Though Sunshine does have appeal to a teenage audience, the character who has apparently committed suicide is a scientist in the year 2057, apparently driven over the edge through guilt over the future of mankind. It was felt that vulnerable teenagers were unlikely to identify with this character in the same way as with the protagonists of Top Spot.

The film Stay (Forster, 2005) was cut for 15 for the sight of recent scars from wrist slashing and dialogue references to this form of suicide technique, including medical detail. These are instructional elements and it is a long way from Sunshine, where the specifics of technique are not focused upon at all. There is no suggestion that this method would be more successful than another and no comment is made about the effectiveness of the technique.

As there are no aggravating contextual elements, examiners felt it to be highly unlikely that a viewer would take instruction from the scene and a 15 was recommended. The work was seen by the BBFC's Head of Policy and the Director, who agreed with the 15 category.

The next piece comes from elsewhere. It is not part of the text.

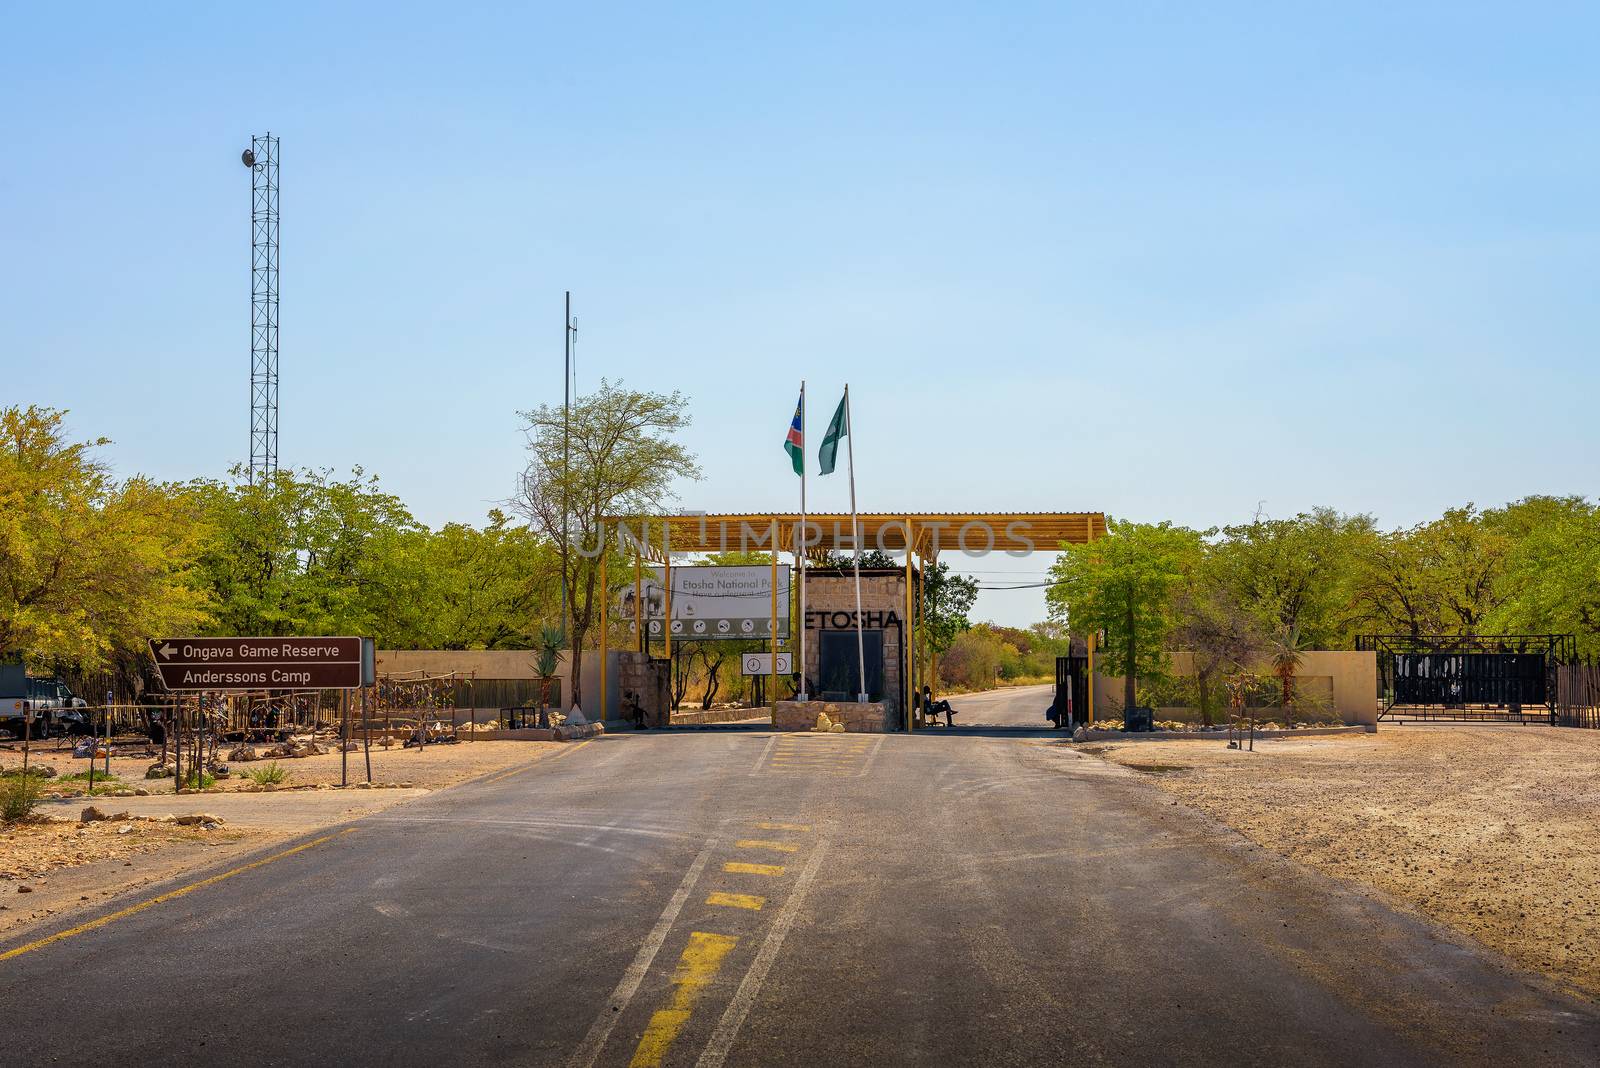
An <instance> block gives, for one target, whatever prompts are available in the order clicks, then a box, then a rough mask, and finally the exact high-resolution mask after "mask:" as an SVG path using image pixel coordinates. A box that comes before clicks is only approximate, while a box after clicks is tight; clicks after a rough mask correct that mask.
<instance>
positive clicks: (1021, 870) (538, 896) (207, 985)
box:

In addition to the bloody elements in the scene above, which is probably the strongest in the film, there are other scenes of 15-level violence. These include a man removing a strip of flesh from another's arm and a man getting his leg trapped underwater. The film also contains strong moments of horror, as a former crew-member with burned and blackened flesh stalks the spacecraft, picking off members of the crew.

More than twenty uses of 'f**k' and one 'motherf**ker' reinforced the 15 category. The film's BBFCinsight reads 'Contains strong violence, horror and language'.

Sunshine was also passed 15 on video and was chosen for National Schools Film Week 2007.